Periodic Reporting for period 1 - GEORGE (Next generation multiplatform Ocean observing technologies for research infrastructures)
Période du rapport: 2023-01-01 au 2023-12-31
Ocean observing research infrastructures (RIs) in Europe (i.e. ICOS, EMSO, Euro-Argo) have successfully implemented a world-leading system of standardised Ocean observations over the past 15 years building on more of a century of experiences by the involved marine institutes. This community has joined forces in the GEORGE project proposal to take them to the next level of technology: systematic long-term autonomous observations. GEORGE aims to develop and demonstrate a state-of-the-art biogeochemical, multi-platform observing system operated across ERICs that can carry out integrated biogeochemical observations for characterisation of the Ocean carbon system. Large improvements in oceanic observations are necessary to deliver a fit-for-purpose observing system capable of real-time estimates of the uptake of carbon by all relevant parts of the ocean. This includes the deep sea and coastal zone and will in turn support better decision-making relevant to both climate (the scale and timing of mitigation and adaptation measures) and food production (the scale and location of aquaculture). The challenges include developing better technologies and improving network organisation and standardisation. Advances will provide more consistent data streams with greater accessibility to support and improve the related science and assessment associated with the state and variability of the oceans. The main aim of the GEORGE project is to develop and demonstrate a state-of-the-art biogeochemical, multi-platform observing system operated across ERICs that can carry out integrated biogeochemical observations for characterisation of the ocean carbon system. One of the project's principal aims is to advance the technology readiness level of state-of-the-art sensors, enabling for the first time systematic autonomous, in situ, seawater CO2 system characterisation and determination of CO2 fluxes on moving and fixed platforms. Together with sensor manufacturers, GEORGE will optimise sensor technologies for measurements on platforms operated by ERICs and according to their operational requirements. Technology will be co-developed between industry and ERICs ensuring a direct route to market and potential for scalability. The technologies will be validated according to a rigorous TRL progression engineering process and demonstrated at sea as an integrated multi-platform observing system during several field campaigns where ERICs are active.
The Main Objectives:
1. To enable high-quality ocean carbon observations from the surface to the seafloor
2. To facilitate enhanced resolution, coverage and continuity of marine observations
3. To integrate and streamline ocean carbon observations across European marine RIs
4. To train professionals engaging in marine observation
5. To engage with European SMEs through co-development and evaluation of technologies
6. To demonstrate an integrated observing system at sea operated by the three ERICs
7. To incorporate the project results in the international ocean observing systems, databases and initiatives.
The Main Objectives:
1. To enable high-quality ocean carbon observations from the surface to the seafloor
2. To facilitate enhanced resolution, coverage and continuity of marine observations
3. To integrate and streamline ocean carbon observations across European marine RIs
4. To train professionals engaging in marine observation
5. To engage with European SMEs through co-development and evaluation of technologies
6. To demonstrate an integrated observing system at sea operated by the three ERICs
7. To incorporate the project results in the international ocean observing systems, databases and initiatives.
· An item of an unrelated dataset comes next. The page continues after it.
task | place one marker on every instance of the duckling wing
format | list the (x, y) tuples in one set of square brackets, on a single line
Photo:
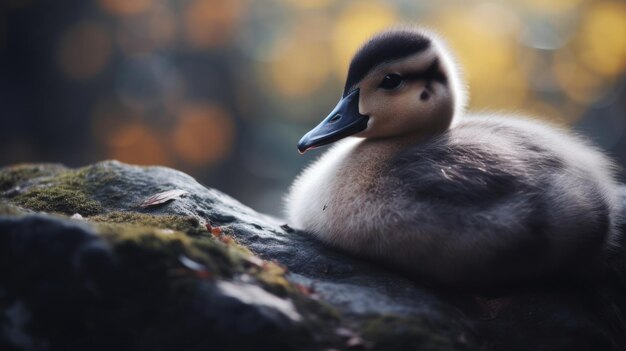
[(514, 195)]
GEORGE will enhance the observing capability of ERICs and their effectiveness in monitoring ocean biogeochemistry and carbon cycling by: a) advancing the technology readiness level of state-of-the-art sensors (WP2), b) enhancing the observing capability of autonomous platforms (WP3) equipping them with the latest sensor technology and developing communication from and between platforms and by incorporating novel autonomous vehicles to the ERIC observing fleet, c) harmonising technologies, methods and SOPs for biogeochemical observing and develop a framework for multi-platform, cross-ERIC biogeochemical observing from sensor to data repositories (WP4), d) building capacity in ERICs by providing training in the use of new technologies and SOPs on data handling and reporting to staff and member organisations (WP6), and e) facilitating cooperation between industry and ERICs ensuring direct route to market and potential for scalability (eg. WPs 2,3,7) of new technologies.
During the First Reporting Period the main achievement were made with innovation work carried out using lab-on-chip technologies for sensor development. The development on platforms depends on the previous one; thus, the progress during the first year contains updates in the platform software. Integration and interoperability can truly be advanced only once the novel technologies are available. Yet, these do go hand in hand and already at the innovation stage you must be aware of using the same kind of vocabularies for the data to be interoperable at the end.
During the First Reporting Period the main achievement were made with innovation work carried out using lab-on-chip technologies for sensor development. The development on platforms depends on the previous one; thus, the progress during the first year contains updates in the platform software. Integration and interoperability can truly be advanced only once the novel technologies are available. Yet, these do go hand in hand and already at the innovation stage you must be aware of using the same kind of vocabularies for the data to be interoperable at the end.
The project has been running only for one year. We don't have any results beyond the state-of-the art yet.